Chris Wilson <[email protected]> writes:

> Quoting Mika Kuoppala (2019-08-06 11:40:48)
>> Chris Wilson <[email protected]> writes:
>> > diff --git a/drivers/gpu/drm/i915/i915_request.c 
>> > b/drivers/gpu/drm/i915/i915_request.c
>> > index 8ac7d14ec8c9..81094f250bdb 100644
>> > --- a/drivers/gpu/drm/i915/i915_request.c
>> > +++ b/drivers/gpu/drm/i915/i915_request.c
>> > @@ -1198,7 +1198,6 @@ struct i915_request *__i915_request_commit(struct 
>> > i915_request *rq)
>> >        */
>> >       local_bh_disable();
>> >       i915_sw_fence_commit(&rq->semaphore);
>> > -     rcu_read_lock(); /* RCU serialisation for set-wedged protection */
>> 
>> We don't need to protect against attr changes anymore so yes...
>> 
>> >       if (engine->schedule) {
>> >               struct i915_sched_attr attr = rq->gem_context->sched;
>> >  
>> > @@ -1228,7 +1227,6 @@ struct i915_request *__i915_request_commit(struct 
>> > i915_request *rq)
>> >  
>> >               engine->schedule(rq, &attr);
>> 
>> but will now schedule during wedged.
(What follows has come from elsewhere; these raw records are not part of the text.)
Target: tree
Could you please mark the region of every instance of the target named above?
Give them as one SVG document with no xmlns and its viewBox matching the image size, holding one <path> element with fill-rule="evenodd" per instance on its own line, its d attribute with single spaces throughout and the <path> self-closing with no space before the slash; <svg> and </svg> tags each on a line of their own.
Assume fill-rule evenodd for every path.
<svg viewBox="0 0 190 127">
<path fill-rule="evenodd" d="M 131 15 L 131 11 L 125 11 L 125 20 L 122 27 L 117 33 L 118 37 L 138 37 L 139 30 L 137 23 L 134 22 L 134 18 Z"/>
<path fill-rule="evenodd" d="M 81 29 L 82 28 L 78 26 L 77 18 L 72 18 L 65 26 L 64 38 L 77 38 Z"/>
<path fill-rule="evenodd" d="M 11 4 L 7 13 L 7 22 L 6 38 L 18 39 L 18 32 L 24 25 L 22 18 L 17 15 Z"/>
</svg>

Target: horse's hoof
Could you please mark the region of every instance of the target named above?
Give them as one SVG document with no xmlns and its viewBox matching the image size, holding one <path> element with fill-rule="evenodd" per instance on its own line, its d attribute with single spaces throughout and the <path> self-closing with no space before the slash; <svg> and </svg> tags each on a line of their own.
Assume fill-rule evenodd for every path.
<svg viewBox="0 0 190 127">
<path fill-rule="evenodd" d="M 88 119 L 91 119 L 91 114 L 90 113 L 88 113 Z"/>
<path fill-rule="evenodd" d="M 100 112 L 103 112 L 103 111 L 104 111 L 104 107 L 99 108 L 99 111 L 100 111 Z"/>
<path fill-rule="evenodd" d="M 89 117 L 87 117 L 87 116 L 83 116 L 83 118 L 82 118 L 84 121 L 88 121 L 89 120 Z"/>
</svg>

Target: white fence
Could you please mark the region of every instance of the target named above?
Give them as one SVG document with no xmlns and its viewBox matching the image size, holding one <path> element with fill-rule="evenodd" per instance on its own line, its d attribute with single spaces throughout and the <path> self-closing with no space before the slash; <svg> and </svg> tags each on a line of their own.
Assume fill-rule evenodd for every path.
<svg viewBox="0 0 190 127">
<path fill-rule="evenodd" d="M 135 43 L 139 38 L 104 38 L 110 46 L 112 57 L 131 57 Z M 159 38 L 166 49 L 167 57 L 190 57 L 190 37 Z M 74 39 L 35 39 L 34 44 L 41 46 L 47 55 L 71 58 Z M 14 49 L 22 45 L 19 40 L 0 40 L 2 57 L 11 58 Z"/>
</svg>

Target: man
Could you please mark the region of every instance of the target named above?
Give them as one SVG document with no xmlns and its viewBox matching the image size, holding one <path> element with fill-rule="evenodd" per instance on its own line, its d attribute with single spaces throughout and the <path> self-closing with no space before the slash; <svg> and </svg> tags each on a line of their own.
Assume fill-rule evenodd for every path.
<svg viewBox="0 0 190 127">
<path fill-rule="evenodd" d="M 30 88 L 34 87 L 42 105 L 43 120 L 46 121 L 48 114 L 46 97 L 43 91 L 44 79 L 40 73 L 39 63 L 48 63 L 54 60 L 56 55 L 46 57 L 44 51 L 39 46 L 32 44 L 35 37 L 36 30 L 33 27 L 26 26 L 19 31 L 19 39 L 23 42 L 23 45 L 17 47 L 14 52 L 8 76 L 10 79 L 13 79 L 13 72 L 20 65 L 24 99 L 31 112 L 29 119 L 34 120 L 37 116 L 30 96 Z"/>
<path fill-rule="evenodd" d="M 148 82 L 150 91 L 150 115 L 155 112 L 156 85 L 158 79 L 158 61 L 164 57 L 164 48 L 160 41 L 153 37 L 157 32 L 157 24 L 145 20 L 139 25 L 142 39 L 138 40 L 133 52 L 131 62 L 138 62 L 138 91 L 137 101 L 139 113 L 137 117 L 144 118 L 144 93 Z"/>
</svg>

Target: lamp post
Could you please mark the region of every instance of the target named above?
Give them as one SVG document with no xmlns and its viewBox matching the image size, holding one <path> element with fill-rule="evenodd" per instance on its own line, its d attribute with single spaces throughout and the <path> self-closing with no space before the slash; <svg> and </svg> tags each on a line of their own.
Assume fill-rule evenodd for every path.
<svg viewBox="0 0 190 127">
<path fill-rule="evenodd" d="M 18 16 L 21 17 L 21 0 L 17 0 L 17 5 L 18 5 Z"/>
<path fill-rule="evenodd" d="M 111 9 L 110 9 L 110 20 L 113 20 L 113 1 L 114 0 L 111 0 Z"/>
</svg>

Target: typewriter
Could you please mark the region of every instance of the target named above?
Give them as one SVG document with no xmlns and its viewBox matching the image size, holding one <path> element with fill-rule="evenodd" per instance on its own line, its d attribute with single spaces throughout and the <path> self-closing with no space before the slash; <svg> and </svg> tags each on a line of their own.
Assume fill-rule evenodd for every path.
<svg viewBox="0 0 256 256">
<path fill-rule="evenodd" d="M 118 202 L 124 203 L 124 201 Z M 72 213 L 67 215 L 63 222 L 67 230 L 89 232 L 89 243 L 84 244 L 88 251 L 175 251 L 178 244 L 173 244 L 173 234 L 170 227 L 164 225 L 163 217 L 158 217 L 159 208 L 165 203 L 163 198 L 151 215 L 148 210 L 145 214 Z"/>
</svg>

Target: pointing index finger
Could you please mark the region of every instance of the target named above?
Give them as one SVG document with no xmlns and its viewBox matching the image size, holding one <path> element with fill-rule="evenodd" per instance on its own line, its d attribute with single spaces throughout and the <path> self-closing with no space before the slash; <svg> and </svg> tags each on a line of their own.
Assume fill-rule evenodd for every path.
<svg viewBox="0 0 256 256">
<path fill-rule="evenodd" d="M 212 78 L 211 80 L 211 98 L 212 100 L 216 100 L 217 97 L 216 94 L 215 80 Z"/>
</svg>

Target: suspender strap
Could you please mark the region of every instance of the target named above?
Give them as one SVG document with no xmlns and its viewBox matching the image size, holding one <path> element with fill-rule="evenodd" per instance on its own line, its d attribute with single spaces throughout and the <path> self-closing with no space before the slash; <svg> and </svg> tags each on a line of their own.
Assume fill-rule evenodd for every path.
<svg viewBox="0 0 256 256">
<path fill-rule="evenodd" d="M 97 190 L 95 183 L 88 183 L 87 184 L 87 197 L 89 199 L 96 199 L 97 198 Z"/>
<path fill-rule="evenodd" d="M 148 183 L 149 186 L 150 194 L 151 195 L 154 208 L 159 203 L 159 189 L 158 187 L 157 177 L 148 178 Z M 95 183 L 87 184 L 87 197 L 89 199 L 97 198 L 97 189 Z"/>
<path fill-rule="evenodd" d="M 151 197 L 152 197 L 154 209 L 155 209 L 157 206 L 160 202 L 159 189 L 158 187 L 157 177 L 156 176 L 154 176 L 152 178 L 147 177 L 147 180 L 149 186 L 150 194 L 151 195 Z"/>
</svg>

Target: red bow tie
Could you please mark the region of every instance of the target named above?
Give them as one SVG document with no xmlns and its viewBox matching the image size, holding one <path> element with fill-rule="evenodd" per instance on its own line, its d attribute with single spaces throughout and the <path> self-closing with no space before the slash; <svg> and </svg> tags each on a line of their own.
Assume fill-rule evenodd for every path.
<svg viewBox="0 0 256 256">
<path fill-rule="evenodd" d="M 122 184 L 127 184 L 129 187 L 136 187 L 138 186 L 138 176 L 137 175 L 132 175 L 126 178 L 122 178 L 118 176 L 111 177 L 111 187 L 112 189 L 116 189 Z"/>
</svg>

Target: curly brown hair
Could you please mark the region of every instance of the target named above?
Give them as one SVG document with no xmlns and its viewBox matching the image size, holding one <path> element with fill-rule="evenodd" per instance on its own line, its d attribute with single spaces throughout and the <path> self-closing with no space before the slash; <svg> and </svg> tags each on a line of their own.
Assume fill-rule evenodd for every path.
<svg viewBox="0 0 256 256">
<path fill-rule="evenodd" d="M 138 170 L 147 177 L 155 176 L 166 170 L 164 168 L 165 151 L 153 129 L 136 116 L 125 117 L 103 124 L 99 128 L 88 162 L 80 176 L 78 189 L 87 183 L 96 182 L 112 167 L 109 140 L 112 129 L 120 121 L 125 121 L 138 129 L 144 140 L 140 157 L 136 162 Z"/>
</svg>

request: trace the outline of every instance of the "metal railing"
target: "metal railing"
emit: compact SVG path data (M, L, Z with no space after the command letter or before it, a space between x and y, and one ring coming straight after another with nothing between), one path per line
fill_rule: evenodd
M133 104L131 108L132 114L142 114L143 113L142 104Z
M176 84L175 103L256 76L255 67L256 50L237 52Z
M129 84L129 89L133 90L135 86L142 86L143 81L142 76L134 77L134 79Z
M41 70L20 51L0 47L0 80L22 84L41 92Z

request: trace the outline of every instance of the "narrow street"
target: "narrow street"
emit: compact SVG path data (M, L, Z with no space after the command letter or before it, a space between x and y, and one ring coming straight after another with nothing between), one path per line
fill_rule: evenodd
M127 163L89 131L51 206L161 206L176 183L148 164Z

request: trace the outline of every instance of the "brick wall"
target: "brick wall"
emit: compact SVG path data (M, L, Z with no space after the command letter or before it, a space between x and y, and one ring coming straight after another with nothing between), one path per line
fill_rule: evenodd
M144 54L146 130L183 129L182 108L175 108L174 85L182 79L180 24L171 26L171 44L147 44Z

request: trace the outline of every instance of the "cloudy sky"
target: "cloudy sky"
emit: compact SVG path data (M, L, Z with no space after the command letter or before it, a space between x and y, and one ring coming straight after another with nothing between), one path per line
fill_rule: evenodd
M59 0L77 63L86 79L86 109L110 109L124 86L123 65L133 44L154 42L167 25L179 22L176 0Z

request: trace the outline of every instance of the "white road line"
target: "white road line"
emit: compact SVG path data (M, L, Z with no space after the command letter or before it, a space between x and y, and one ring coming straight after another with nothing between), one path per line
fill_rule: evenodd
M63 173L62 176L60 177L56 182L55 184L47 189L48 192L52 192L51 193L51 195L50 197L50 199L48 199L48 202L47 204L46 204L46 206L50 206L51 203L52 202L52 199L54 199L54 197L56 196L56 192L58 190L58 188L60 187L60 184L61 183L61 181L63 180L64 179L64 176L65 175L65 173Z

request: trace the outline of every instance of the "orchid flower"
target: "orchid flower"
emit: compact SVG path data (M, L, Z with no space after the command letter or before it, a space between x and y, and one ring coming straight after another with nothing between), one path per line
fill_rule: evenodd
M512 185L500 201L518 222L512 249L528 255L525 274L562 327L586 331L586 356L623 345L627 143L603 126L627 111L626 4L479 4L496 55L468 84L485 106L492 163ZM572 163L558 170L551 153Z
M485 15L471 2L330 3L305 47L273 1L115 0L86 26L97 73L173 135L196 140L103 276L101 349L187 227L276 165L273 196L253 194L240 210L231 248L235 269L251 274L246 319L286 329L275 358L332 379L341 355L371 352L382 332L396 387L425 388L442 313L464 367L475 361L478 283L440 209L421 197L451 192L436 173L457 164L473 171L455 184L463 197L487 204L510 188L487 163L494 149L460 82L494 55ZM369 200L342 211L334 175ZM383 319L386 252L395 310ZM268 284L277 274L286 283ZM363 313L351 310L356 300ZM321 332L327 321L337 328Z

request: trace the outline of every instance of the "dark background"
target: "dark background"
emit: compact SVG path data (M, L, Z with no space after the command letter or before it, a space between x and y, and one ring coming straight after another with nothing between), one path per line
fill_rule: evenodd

Didn't notice anything that
>> would blowup on reordering but is this intentional?
>
> How do you think it will blow up? engine->schedule remains untouched
> over wedged, and all it is doing is traversing the dependency lists
> (which remain intact) and the scheduler list (which is controlled by
> locking and cleared inside engine->cancel_requests, after which point it
> will remain clear as nop_submit_request should not care).
>
> I don't think there's a bad interaction there between i915_schedule()
> and nop_submit_request...

Didn't find anything that would blow up. Just a notable change in
behaviour so tried to poke around a bit. The less we special case
the better so nothing against the idea.